In this thesis, we proposed two novel circuit designs. The first circuit is a double-edge-triggered fip-flop. A double-edge pulse generator using pass transistor logic (PTL) is derived first. Both threshold voltage loss and poor driving capability problems common in PTL design are successfully resolved while the circuit simplicity is kept. The proposed dual-edge pulse generator, using the signal generated by an internal node, plus the employment of an additional nMOS transistor, overcomes the shortcomings of the original design. The resultant dual-edge-triggered FF design consists of an XOR logic based pulse generator and a level sensitive latch. Circuits used in performance comparison include ep-SFF, ep-DSFF, XNOR-PFF, and the proposed design. Simulation results show that, the proposed design outperform the runner up design by 12.5% in terms of delay time and by 15% in terms of average power consumption.
The second circuit is a novel divide-by-2/3 counter for low voltage and low power applicatioins. Conventional approaches of the 2/3 counter design are to embed additional logic function to the D flip-flop design to speed up the operations. In this thesis, a novel extended true single-phase clock flip-flop based low power divide-by 2/3 counter using only 13 transistors is presented. By using PTL circuit technique, the proposed design successfully reduces the total transistor-count and thus achieves better performances in various aspects. Simulation results indicate that, when compared with previous designs, as much as 12.2% savings in power and 23.4% in power-delay-product can be achieved.

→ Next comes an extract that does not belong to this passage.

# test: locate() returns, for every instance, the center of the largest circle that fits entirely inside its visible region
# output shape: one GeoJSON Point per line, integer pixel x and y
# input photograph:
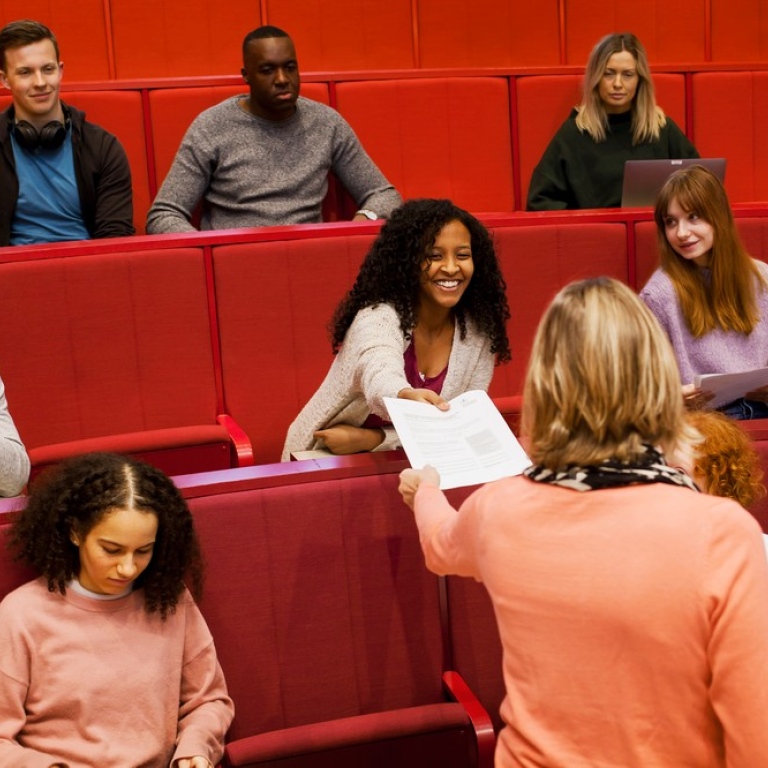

Both circuits were designed and simulated by using TSMC 0.18μm CMOS 1P6M process technology. The simulation conditions for the FF design are as follow: 1.8V supply voltage, 100MHz and 200MHz clock frequencies for the dual-edge- triggered and single-edge-triggered FF designs, respectively. The discrepancy in clock frequency setting is to ensure both types of design encounter the same data throughput. In average power consumption measurements, 5 commonly recognized test patterns featuring a switching probability variation ranging from 0 to 100% were adopted. The simulation conditions for the dual-modulus prescaler design include a sweep in supply voltage from 0.6V to 0.9V, and a operating frequency scan from 500MHz to 2900MHz. Besides the performance advantages over the existing designs, both of the proposed designs were also verified under the various simulation conditions, i.e., (5-Corner, operating temperature: 0 to 100 degrees C) and were proved to function properly in the face of process variations.